The Other Half of You by Michael Mohammed Ahmad
Michael Mohammed Ahmad is a force. His appearance on the ABC’s Q&A in 2018 is burnt into my brain. Never before had I witnessed such a scorching critique of racism in Australia on TV. While host Tony Jones teed-up Ahmad with questions about Peter Dutton, it was Jones himself and guests John Marsden and Trent Dalton whom Ahmad took to task – with the help of Maxine Beneba Clarke – dismantling their complacency on issues of race one swift blow at a time. Jones had labelled Ahmad’s Miles Franklin shortlisted novel The Lebs ‘confronting.’ Ahmad agreed and proceeded to confront some more, and I cheered him along, astounded that someone like me seized their moment on live TV to cut so directly to the heart of the Australian soul.
The process of truth-telling in Australia hardly consists of easy jabs at bogeymen like Dutton – it is broader, deeper. In the genteel milieu of letters we must also confront our complicity and complacency. And so I wonder how readers will receive The Other Half of You, the third book in Ahmad’s loosely linked autobiographical coming-of-age trilogy focusing on Bani Adam, a young Lebanese-Australian Muslim man now in his early twenties in Western Sydney. Bani is like ‘us’, in that he reads. He also studied Arts at uni and is a dedicated amateur boxer. But he is also caught between the traditional expectations of his family and community, namely marriage to someone within his tribe, and the aspirations of someone with a tertiary education and a desire to write.

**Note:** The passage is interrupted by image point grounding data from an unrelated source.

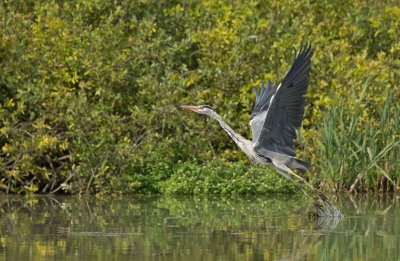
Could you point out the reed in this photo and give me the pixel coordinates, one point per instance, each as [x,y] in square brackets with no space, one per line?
[359,154]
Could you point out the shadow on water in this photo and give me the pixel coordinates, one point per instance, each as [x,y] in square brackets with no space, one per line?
[215,227]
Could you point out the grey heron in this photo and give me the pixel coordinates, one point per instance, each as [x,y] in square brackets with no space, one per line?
[276,115]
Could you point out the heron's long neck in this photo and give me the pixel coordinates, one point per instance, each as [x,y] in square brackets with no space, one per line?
[237,138]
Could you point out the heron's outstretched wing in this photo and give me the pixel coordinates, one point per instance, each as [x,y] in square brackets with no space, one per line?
[260,108]
[283,111]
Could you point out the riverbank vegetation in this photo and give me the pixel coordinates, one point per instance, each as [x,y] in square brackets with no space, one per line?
[90,93]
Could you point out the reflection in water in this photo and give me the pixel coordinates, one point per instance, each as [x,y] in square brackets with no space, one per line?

You could argue that The Other Half of You is not as confronting as The Lebs. Written as a letter to his son – in short to explain how I came to be with your mother, an Anglo Australian – it is an uncompromising look into the struggles of migrant Australia, and glows with the tenderness and introspection granted by this formal epistolary device. It is a fundamentally generous book that deserves to be read carefully. Ahmad’s is a crucial voice.